# Mini Lights Out

There are several variants of Merlin's Magic Square puzzle. It is called "Mini Lights Out" to distinguish it from the 5×5 puzzle, which we'll present elsewhere. The one below is played on a 4×4 board wrapped on a torus. That is, the uppermost and lowermost rows are considered neighbors and likewise the leftmost and rightmost columns are considered neighbors. The task is to switch all the buttons off. Each button is embedded into a neighborhood of five buttons according to the 4-connectedness rules. A button's neighborhood includes the button itself and its vertical and horizontal neighbors. All neighborhoods on the torus consist of five buttons. When a button is pressed, all the buttons in its neighborhood are affected and change their states.

 What if applet does not run?

The Theory

As in Merlin's Magic Square, we use linear algebra to represent the problem. Given an ordering of the buttons, a configuration of buttons is associated with a 16-vector v = (v1 v2 ... v16)T, where vi = 1 if the ith button is lit and vi = 0, otherwise. 16-vectors are also used to describe a strategy, or a sequence of button presses. s = (s1 s2 ... s16)T, where si = 1 if the ith button is pressed and si = 0, otherwise. Clearly it is never needed to press the same button twice as two button presses cancel each other's effects. The ordering of the presses is also inessential.

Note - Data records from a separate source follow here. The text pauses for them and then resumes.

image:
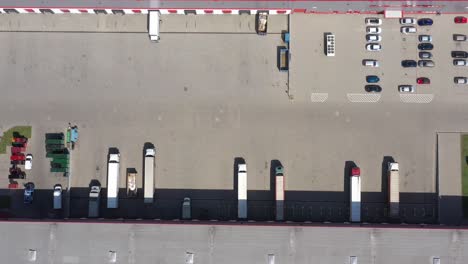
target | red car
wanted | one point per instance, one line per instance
(17, 157)
(15, 150)
(460, 20)
(423, 80)
(20, 140)
(355, 171)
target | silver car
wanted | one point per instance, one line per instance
(426, 63)
(406, 89)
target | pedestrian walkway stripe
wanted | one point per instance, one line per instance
(363, 98)
(318, 97)
(416, 98)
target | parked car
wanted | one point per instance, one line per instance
(373, 30)
(373, 47)
(425, 46)
(423, 80)
(459, 62)
(425, 55)
(459, 37)
(425, 38)
(28, 162)
(426, 63)
(17, 157)
(16, 173)
(373, 21)
(28, 192)
(460, 80)
(370, 63)
(373, 37)
(425, 22)
(406, 89)
(407, 21)
(372, 79)
(57, 197)
(460, 20)
(459, 54)
(408, 63)
(372, 88)
(408, 30)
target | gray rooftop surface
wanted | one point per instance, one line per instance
(170, 243)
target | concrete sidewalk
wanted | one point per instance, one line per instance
(137, 23)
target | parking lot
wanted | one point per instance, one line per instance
(204, 99)
(342, 78)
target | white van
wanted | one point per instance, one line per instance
(57, 197)
(370, 63)
(154, 19)
(186, 209)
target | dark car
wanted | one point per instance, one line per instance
(408, 63)
(425, 22)
(28, 192)
(423, 80)
(372, 79)
(459, 54)
(371, 88)
(460, 20)
(425, 46)
(425, 55)
(426, 63)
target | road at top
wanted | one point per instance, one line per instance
(301, 6)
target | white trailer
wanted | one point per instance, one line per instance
(279, 193)
(94, 200)
(149, 175)
(394, 189)
(154, 20)
(113, 170)
(355, 195)
(242, 191)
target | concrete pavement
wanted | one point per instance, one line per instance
(162, 243)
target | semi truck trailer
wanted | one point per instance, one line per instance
(242, 191)
(279, 193)
(94, 201)
(355, 195)
(149, 175)
(394, 189)
(113, 170)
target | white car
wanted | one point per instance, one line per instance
(406, 89)
(459, 62)
(28, 162)
(373, 21)
(425, 38)
(408, 30)
(407, 21)
(373, 47)
(373, 30)
(460, 80)
(373, 37)
(370, 63)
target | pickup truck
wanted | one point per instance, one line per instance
(283, 59)
(262, 22)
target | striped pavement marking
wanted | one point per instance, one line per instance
(363, 98)
(416, 98)
(318, 97)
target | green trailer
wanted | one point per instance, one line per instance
(57, 155)
(54, 141)
(55, 136)
(58, 169)
(62, 162)
(54, 147)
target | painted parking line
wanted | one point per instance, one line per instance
(318, 97)
(363, 98)
(416, 98)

Applying a strategy s to an originally unlit board is equivalent to multiplying a certain 16×16 matrix A by s. The vector As shows the resulting configuration. Also, due to the binary nature of the setup, the strategy for turning off a given set of lights is identical to the strategy for turning those same lights on from an unlit board. Therefore, given an initial configuration v, our goal is to find a strategy vector s so that As = v (mod 2).

Note that if s has a single 1 with the rest being 0, As has 1s corresponding to the neighborhood of the associated button. (This is actually the definition of the matrix A.) As a matter of fact that can be checked experimentally, if s has 1s in the neighborhood of a button with 0s elsewhere, As has a single 1 corresponding to this button. The algebraic implications of this is that As = v is equivalent to s = Av, or A2 = I, the identity matrix. This also means that the problem has a unique solution (strategy) Av for any starting configuration v.

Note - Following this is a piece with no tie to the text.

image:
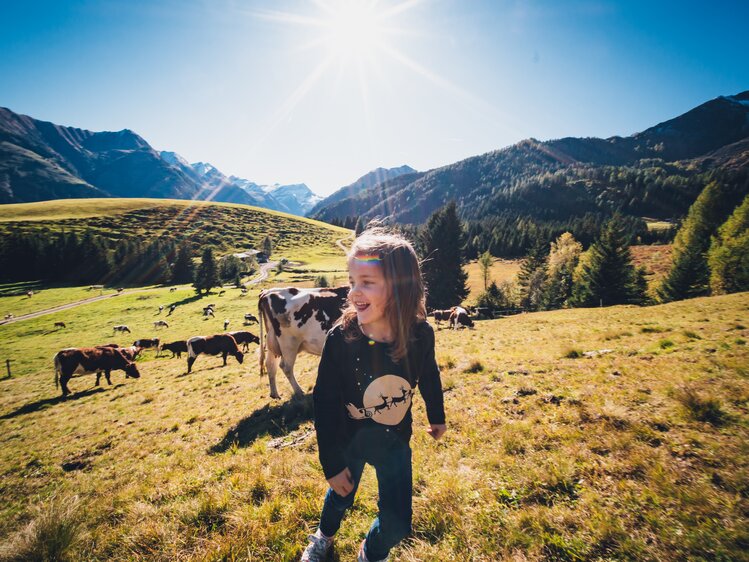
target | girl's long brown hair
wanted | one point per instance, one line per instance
(406, 304)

We note that because of the specific size of this puzzle, the neighborhoods of two distinct buttons will always intersect in either 0 or 2 buttons. We now give the following

### Definition

1. Two buttons are said to be disjoint if their neighborhoods are disjoint.
2. The count of a button is the number of buttons in its neighborhood that are currently turned on.
3. The parity of a button is the parity of its count.

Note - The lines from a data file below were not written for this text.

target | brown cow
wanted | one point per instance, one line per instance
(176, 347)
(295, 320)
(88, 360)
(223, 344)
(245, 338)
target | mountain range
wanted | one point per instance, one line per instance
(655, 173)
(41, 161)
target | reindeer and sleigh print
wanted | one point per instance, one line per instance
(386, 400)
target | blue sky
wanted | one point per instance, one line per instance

Suppose a button has a current count of n. Pressing that button will change its count to 5 - n, and thus change its parity. Pressing a disjoint button will not change the original button's count or its parity. Pressing a non-disjoint button will make the original button's count either n + 2, n - 2, or n, depending on whether the buttons common to both neighborhoods were, respectively, originally both off, both on, or one on and one off. Thus the original button's parity will not be changed by pressing a non-disjoint button. This leads to the following

### Theorem 1

The parity of a button is changed if and only if that button is pressed.

Combining Theorem 1 and the fact that every starting configuration is solvable, we get an easily implemented method to solve the Mini Lights Out game. Clearly, at the end of the game each button must have parity 0. By Theorem 1, this parity can only be changed by pressing that button. Thus we merely press those buttons whose parity is one.

### References

1. J. Missigman, R. Weida, An Easy Solution to Mini Lights Out, Mathematics Magazine, Vol. 74, No. 1. (Feb., 2001), pp. 57-59.